Es por eso que nuevamente se habló de la interna peronista que mantiene enfrentados al intendente Ferraresi contra el senador bonaerense, líder de la Juan Domingo y secretario general del PJ de Avellaneda, Baldomero “Cacho” Álvarez de Olivera. Según trascendidos, algunos vecinos mismos, que ocuparon los dúplex, llegaron a reconocer la intencionalidad por parte del cachismo de debilitar y dejar al descubierno algunos “descuidos” del ferraresismo.
También en estricto off, un periodista de un importante medio nacional reconoció que la cobertura periodística de ayer en Avellaneda se dio como otra instancia en el marco de esta guerra oficialista.
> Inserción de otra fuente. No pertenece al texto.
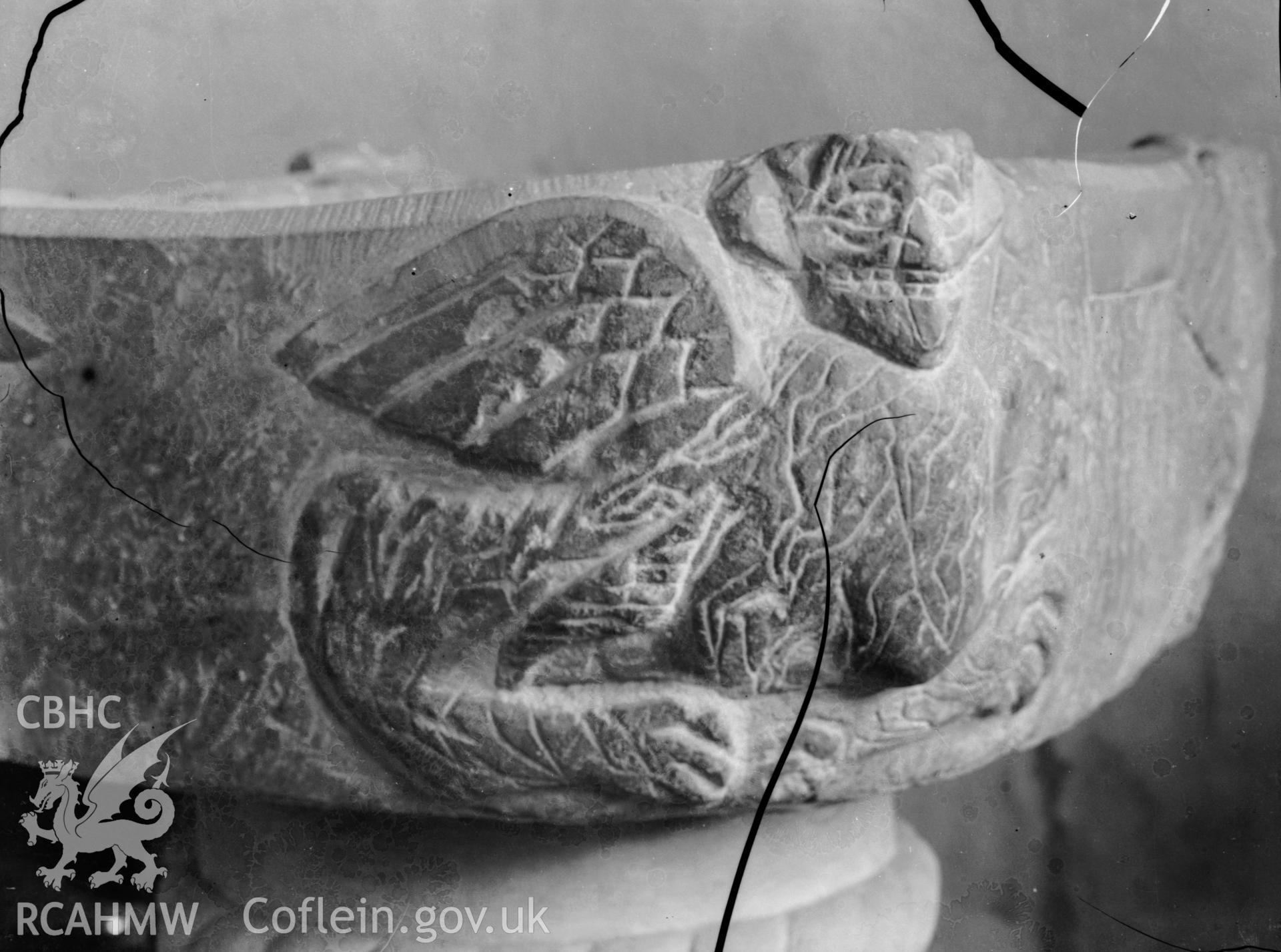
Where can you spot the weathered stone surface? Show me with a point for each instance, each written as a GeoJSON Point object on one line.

Las “sospechas” de Ferraresi
Si bien el intendente Jorge Ferraresi ayer no recibió a los delegados vecinales -y es casi seguro que hoy tampoco esté presente en la “firma de los compromisos”-, sí atendió a la prensa y habló de la “pronta ayuda a la gente que atraviesa necesidades”. Pero también habló de sus sospechas y se reforzó en una imagen (ver captura de TV) donde se identifica al concejal abiertamente cachista, Jorge Gamarra.
“Estamos trabajando en solucionar este problema que tienen los vecinos. Son 70 familias que se metieron en un predio de casas a entregar. Llamó la atención como lo hicieron, y llamó la atención lo que hicieron en la puerta del municipio con la presencia de algún concejal identificado con La Juan Domingo, y de un hermano de un ex intendente. Esto de espontáneo esto no tiene nada. La verdad que vimos movimientos extraños y sabíamos que esto iba a llegar y que debería ser algo pacifico”, declaró Ferraresi. Ante esto, algunos ediles ferraresistas salieron a acusar a Gamarra de agitar las inscripciones que se vieron ayer en la municipalidad: “Ferraresi traidor”.